The Hideous and Appalling Violence and Tactics Colombia's Paramilitary Groups Employ

I have written several times before about how paramilitary groups are responsible for a not-insignificant amount violence in Colombia. This article shows just how repulsive and appalling the paramilitaries' tactics are:

Prosecutors and human rights researchers are investigating hundreds of such deaths and disappearances, contending that Colombia’s security forces are increasingly murdering civilians and making it look as if they were killed in combat, often by planting weapons by the bodies or dressing the corpses in guerrilla fatigues.
With soldiers under intense pressure in recent years to register combat kills to earn promotions and benefits like time off and extra pay, reports of civilian killings are climbing, prosecutors and researchers say, pointing to a grisly facet of Colombia’s long internal war against leftist insurgencies.
The deaths have called into question the depth of Colombia’s recent strides against the rebel Revolutionary Armed Forces of Colombia, or FARC, and have begun to haunt the nation’s military hierarchy.

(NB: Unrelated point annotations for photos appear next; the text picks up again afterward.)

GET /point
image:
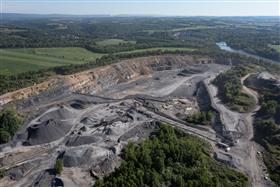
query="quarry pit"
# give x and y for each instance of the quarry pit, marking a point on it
(86, 119)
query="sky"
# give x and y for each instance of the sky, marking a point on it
(145, 7)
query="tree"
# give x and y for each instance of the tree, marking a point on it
(4, 136)
(270, 107)
(58, 166)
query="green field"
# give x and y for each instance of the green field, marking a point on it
(22, 60)
(108, 42)
(159, 48)
(276, 47)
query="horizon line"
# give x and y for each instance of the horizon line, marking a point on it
(147, 15)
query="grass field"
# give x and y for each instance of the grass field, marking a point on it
(21, 60)
(108, 42)
(158, 48)
(276, 47)
(182, 29)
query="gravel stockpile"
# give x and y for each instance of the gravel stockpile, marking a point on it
(82, 140)
(47, 131)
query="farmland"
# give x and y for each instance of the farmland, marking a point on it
(22, 60)
(159, 48)
(276, 47)
(108, 42)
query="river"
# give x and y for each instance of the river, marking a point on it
(225, 47)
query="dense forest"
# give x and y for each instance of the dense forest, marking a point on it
(255, 34)
(170, 158)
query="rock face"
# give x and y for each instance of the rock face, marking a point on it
(103, 77)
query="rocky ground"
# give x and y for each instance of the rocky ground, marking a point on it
(87, 127)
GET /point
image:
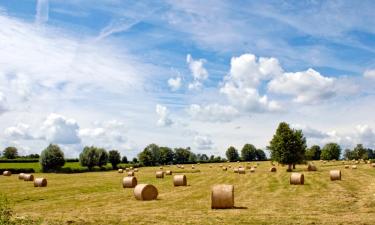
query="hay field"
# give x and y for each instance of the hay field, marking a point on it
(260, 198)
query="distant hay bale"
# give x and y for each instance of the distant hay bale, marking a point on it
(297, 178)
(129, 182)
(145, 192)
(179, 180)
(40, 182)
(159, 174)
(273, 169)
(311, 167)
(222, 196)
(20, 176)
(28, 177)
(7, 173)
(335, 175)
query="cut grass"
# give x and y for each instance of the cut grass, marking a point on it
(261, 197)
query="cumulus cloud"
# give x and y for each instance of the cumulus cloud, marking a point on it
(20, 131)
(213, 112)
(307, 86)
(174, 83)
(203, 142)
(163, 114)
(197, 70)
(370, 74)
(61, 130)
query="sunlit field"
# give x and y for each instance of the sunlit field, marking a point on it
(260, 198)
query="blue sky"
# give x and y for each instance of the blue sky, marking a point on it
(124, 74)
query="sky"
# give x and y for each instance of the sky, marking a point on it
(208, 74)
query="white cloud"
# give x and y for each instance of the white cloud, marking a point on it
(369, 74)
(60, 130)
(197, 70)
(174, 83)
(307, 86)
(163, 114)
(213, 112)
(203, 142)
(20, 131)
(42, 8)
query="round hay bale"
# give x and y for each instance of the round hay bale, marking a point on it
(273, 169)
(297, 178)
(222, 196)
(159, 174)
(311, 167)
(28, 177)
(40, 182)
(179, 180)
(129, 182)
(335, 175)
(20, 176)
(145, 192)
(7, 173)
(241, 170)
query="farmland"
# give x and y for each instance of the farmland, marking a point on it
(260, 198)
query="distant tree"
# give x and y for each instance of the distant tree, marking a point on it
(313, 153)
(248, 152)
(124, 159)
(331, 151)
(114, 158)
(89, 157)
(260, 155)
(166, 155)
(52, 158)
(287, 146)
(232, 154)
(10, 152)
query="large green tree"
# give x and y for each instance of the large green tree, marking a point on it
(331, 151)
(232, 154)
(287, 146)
(10, 152)
(248, 152)
(52, 158)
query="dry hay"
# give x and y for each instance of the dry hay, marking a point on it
(40, 182)
(129, 182)
(7, 173)
(179, 180)
(28, 177)
(311, 167)
(145, 192)
(297, 178)
(159, 174)
(241, 170)
(222, 196)
(20, 176)
(273, 169)
(335, 175)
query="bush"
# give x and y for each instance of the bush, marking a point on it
(52, 159)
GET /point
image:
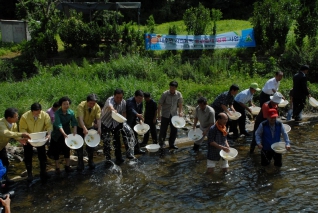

The whole article is depressing, but must be read. The U.S. tacitly supports these tactics via its financial support for the Uribe administration and its funding in the "drug war," whose funds often end up in the hands of these paramilitaries. Additionally, the complete failure to categorize such tactics as "terrorist" simply because Colombia is the U.S.'s biggest ally in the region, while nothing new, is no less inexcusable.

And then there's the issue of Uribe's leadership. He can insist he has nothing to do with these groups, and make public demonstrations of his "intolerance" for such actions, but they ring hollow, considering how closely paramilitary groups have been tied to Uribe's administration and friends, allies, and cabinet members.

This is in no way an apologia for the FARC or its actions; still, it has become increasingly clear of late that the FARC is far from the sole responsible agent for the civil war that plagues Colombia, and at times it seems the paramilitary groups are willing to go even further than the FARC in their "war." It's things like this that make me suspect that the disappearance of the FARC would not lead to the disappearance of violence in Colombia, in spite of what many both in and outside of Colombia may believe. As long as these groups act with relative impunity, and as long as there is a president who is unwilling to go after these groups in anything but a symbolic fashion when things get too appalling, there just doesn't seem to be a lot of hope to me that the violence in Colombia will go down anytime soon.